The court must conduct a new hearing on remand.

Because the trial court never reached the issues of father's ability and opportunity to work, the matter must be remanded for a new hearing.   The only evidence presented in the trial court was father's version of his employment opportunities and his efforts to obtain employment.   But that statement begins, not ends, the inquiry for the trial court.   As recognized in In re Marriage of LaBass & Munsee (1997) 56 Cal.App.4th 1331, 1339, 66 Cal.Rptr.2d 393, it was “incumbent upon [father] to show that, despite reasonable efforts, [he] could not secure employment despite [his] qualifications.”   Father has the burden to prove that he either lacked the ability to find employment or had no reasonable opportunities to obtain employment.  (Id. at p. 1339, 66 Cal.Rptr.2d 393;  accord, In re Marriage of Henry (2005) 126 Cal.App.4th 111, 120, 23 Cal.Rptr.3d 707.)   Mother “bore no burden to convince the court that [father] would have secured a full-time job had [he] applied.”  (In re Marriage of LaBass & Munsee, supra, 56 Cal.App.4th at p. 1339, 66 Cal.Rptr.2d 393.)

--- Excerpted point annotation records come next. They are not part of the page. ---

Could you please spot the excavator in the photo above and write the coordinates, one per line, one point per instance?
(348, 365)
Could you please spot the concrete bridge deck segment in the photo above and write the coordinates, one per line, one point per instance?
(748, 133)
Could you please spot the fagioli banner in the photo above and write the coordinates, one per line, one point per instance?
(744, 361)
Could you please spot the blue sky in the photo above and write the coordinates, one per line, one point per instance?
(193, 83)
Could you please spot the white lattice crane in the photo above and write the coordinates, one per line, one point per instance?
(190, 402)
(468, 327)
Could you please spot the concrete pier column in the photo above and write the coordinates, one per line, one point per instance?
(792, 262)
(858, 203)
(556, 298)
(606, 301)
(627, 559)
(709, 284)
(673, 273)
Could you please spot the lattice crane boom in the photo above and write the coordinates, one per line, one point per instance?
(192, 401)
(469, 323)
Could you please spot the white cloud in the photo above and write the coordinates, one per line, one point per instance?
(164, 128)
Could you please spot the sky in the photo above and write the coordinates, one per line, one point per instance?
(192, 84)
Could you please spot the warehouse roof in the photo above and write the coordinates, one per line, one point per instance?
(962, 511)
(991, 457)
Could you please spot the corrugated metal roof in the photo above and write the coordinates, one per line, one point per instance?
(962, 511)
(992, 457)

Father never addressed the nature of the job he was seeking;  instead he merely gave the names of the entities to which he applied. Nor did he disclose what jobs he did not apply for in the first place.   Mother did not cross-examine him on these issues.   Further, there was no evidence of father's assets that might be available to pay support.  (See, e.g., In re Marriage of Smith (2001) 90 Cal.App.4th 74, 83, 108 Cal.Rptr.2d 537;  Vargas, supra, 70 Cal.App.4th 1123, 1128, 83 Cal.Rptr.2d 229.)

 Although mother attempted to present evidence addressing some of these issues on appeal, we cannot consider it here.  “ ‘An appellate court should not take notice of matters not first presented to and considered by the trial court, where to do so would unfairly permit “one side to press an issue or theory on appeal that was not raised below.”  [Citation.]’  [Citation.]”   (People v. Catlin (2001) 26 Cal.4th 81, 171, 109 Cal.Rptr.2d 31, 26 P.3d 357.)   On remand, the trial court should consider all relevant evidence, including supplemental evidence, presented by both sides.


The order is reversed and the case is remanded to the trial court to conduct a new hearing and determine the propriety of a reduction in support payments in accordance with the views expressed herein.   In the interest of justice, the parties shall bear their own costs on appeal.